Deceased woman died from lethal dose of barbiturates
The trial of a woman accused of assisting the suicide of her friend has heard that the deceased died from a lethal dose of barbiturates.
Bernadette Forde (51) took her own life with the drug pentobarbital after it was ordered online from Mexico. The trial heard the drug is used in capital punishment in America and for euthanasia where it is legal.
Ms Forde’s friend and carer Gail O’Rorke is accused at Dublin Circuit Criminal Court of helping her commit suicide by assisting her in obtaining and taking the drug.
O’Rorke (43), a taxi driver of Kilclare Gardens, Tallaght has pleaded not guilty to aiding and abetting the suicide of Ms Forde (51) by helping her to procure and administer a toxic substance between April 20, 2011 and June 6, 2011 at a location in Dublin.

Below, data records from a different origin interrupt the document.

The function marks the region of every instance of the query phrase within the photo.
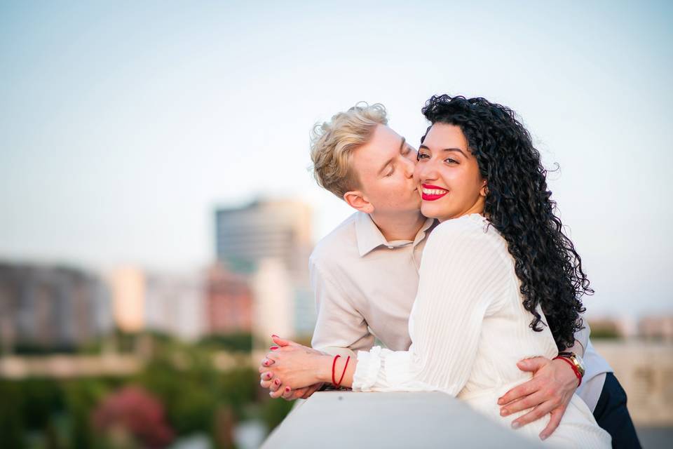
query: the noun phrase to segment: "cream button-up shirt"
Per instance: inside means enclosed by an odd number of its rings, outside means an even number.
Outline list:
[[[322,239],[308,260],[318,309],[312,346],[367,351],[376,335],[390,349],[407,349],[426,233],[435,225],[429,218],[413,241],[389,242],[368,214],[356,212]]]
[[[318,311],[311,345],[354,358],[378,337],[389,349],[407,351],[423,249],[437,224],[428,218],[413,241],[388,241],[368,214],[356,212],[318,242],[308,260]],[[612,370],[589,344],[589,333],[587,326],[575,334],[587,366],[578,394],[593,409]]]

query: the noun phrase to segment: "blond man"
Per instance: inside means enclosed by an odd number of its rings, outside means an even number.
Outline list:
[[[311,344],[353,357],[354,351],[371,349],[377,337],[392,350],[406,351],[423,248],[436,224],[420,212],[413,179],[416,149],[388,126],[383,105],[359,104],[315,127],[311,155],[318,183],[356,210],[318,243],[310,257],[318,310]],[[276,336],[273,340],[294,344]],[[533,378],[498,401],[503,415],[531,408],[515,425],[551,413],[541,436],[551,434],[576,391],[590,408],[596,408],[606,373],[612,370],[591,347],[588,328],[576,334],[575,346],[568,350],[580,363],[583,356],[586,360],[582,388],[564,361],[521,361],[518,368],[533,372]],[[269,382],[264,368],[271,363],[263,361],[259,371],[272,397],[306,398],[321,387],[292,391],[278,380]]]

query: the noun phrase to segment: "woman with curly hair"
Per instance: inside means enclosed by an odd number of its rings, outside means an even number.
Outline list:
[[[530,378],[516,362],[572,346],[580,297],[592,292],[554,215],[540,154],[512,111],[441,95],[423,113],[431,125],[414,175],[421,212],[440,224],[423,251],[409,350],[376,347],[342,361],[288,345],[267,355],[267,369],[287,389],[335,382],[336,372],[355,391],[443,391],[509,426],[526,412],[501,417],[497,405]],[[519,431],[537,439],[549,420]],[[611,438],[575,396],[546,441],[607,448]]]

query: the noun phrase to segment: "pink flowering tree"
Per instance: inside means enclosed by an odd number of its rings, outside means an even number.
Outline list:
[[[163,448],[173,439],[161,403],[140,387],[108,396],[93,411],[94,428],[114,439],[132,437],[145,448]]]

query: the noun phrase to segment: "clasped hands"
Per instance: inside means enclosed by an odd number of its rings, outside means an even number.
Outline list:
[[[292,340],[272,335],[276,344],[259,365],[259,384],[272,398],[306,399],[323,384],[321,374],[332,356]]]
[[[307,398],[329,378],[325,369],[332,356],[278,335],[271,337],[276,346],[270,348],[259,366],[260,384],[269,389],[272,398]],[[500,414],[508,416],[527,410],[512,422],[517,429],[550,413],[551,419],[540,433],[544,440],[558,427],[577,389],[577,378],[568,363],[559,360],[533,357],[520,361],[517,366],[532,373],[533,377],[498,398]]]

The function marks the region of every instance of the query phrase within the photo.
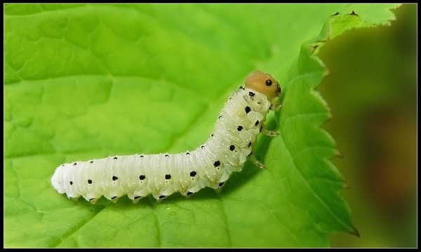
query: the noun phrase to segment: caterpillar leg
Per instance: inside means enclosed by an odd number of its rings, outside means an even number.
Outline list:
[[[279,134],[279,132],[276,131],[276,130],[267,130],[265,126],[263,126],[262,127],[262,130],[260,130],[260,132],[262,132],[262,134],[265,134],[267,136],[276,136],[277,135]]]
[[[250,158],[250,161],[251,161],[258,167],[261,169],[266,169],[265,164],[263,164],[263,163],[260,161],[258,160],[258,158],[255,155],[254,155],[254,154],[253,154],[253,153],[250,153],[250,155],[248,155],[248,158]]]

She also denies that she attempted to aid and abet the suicide of Ms Forde by means of attempting to arrange travel to Zurich, Switzerland for such purpose between March 10 and April 20, 2011.
She further denies that she procured the suicide of Ms Forde between June 4, and June 6, 2011 by means of making funeral arrangements for Ms Forde in advance of her death.
Dr Muna Sabah told prosecuting counsel Remy Farrell SC that she was asked to examine the body of Ms Forde to establish a cause of death.
She said that she was informed that several medications were found near the deceased including Sedalphorte which is the commercial name for pentobarbital, a short acting barbiturate.
Dr Sabah explained that the drug slows down the brain and depresses the central nervous system. She said it is not available here or in the UK and is a highly controlled substance in the US. She said it has a very high potential for abuse and very limited medical applications.
She said that a lethal dose of the drug was found in Ms Forde’s system. Pentobarbital is toxic at a concentration of over 40 micrograms per millilitre. The deceased showed a concentration of 53 micrograms per millilitre.
“53 was definitely a lethal concentration,” the doctor commented.
The trial, which is expected to last about two weeks, continues before Judge Patrick McCartan and a jury of six men and six women.